Indeed, the receiver–operator curve (ROC) analysis provided the result of 0.86 considering all the samples and 0.86 considering only the SIDS cases and the controls not exposed to cigarette smoke.

A reliable biomarker for SIDS would enable us to identify high-risk populations that can be monitored by clinicians in order to prevent SIDS deaths from occurring. Moreover, when a fatal outcome cannot be avoided, a reliable biomarker can relieve the emotional burden to the family and facilitate the diagnosis of the medical examiner determining the cause of death.

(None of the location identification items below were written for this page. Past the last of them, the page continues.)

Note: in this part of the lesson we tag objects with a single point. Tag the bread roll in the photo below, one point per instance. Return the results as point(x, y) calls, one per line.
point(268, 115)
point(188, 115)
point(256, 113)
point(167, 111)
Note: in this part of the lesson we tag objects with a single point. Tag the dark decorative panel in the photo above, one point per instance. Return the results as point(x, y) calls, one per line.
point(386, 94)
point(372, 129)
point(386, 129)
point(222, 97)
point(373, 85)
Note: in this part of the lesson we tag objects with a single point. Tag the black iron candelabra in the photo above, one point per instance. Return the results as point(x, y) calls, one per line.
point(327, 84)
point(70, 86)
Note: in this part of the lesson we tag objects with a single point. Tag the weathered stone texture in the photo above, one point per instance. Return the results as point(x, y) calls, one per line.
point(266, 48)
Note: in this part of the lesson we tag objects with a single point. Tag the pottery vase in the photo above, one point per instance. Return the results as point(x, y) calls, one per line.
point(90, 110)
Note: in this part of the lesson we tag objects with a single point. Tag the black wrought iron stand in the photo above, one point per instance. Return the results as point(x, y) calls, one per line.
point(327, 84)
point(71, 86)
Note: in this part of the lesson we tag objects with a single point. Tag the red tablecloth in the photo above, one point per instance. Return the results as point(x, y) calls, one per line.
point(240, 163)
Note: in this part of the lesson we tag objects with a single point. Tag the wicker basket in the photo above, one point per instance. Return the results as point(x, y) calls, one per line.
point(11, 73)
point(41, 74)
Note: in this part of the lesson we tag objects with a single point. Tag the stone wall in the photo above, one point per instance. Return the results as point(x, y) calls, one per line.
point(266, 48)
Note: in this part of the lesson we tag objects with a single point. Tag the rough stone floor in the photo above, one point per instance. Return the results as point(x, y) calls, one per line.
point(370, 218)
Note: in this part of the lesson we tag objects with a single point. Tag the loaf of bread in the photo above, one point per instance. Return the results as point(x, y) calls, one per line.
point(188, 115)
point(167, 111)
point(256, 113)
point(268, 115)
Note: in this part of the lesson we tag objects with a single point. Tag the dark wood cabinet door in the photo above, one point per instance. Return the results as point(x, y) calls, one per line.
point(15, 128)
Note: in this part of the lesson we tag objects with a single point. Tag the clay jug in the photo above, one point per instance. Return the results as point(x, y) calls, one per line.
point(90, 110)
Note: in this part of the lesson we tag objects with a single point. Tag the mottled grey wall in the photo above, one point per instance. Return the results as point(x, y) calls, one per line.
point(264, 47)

All these considerations suggest that mtDNA content could be a new biomarker for SIDS. Some papers propose other biomarkers for SIDS, such as orexin, serotonin (5-HT), hypoxanthine, and fetal hemoglobin,25 which are all associated with mitochondrial activity. Unfortunately, there are no known biochemical biomarkers that can be used to identify SIDS victims at autopsy. Finding a reliable biomarker proves to be a difficult task due to the relatively low incidence of SIDS and the scarce availability of SIDS and non-SIDS autopsy tissue. Despite the limited number of samples used in this study, mtDNAcn is potentially a promising forensic biomarker for SIDS cases, however additional steps should be taken, such as additional validation and larger datasets are required to determine the reliability, sensitivity, and specificity of the biomarker.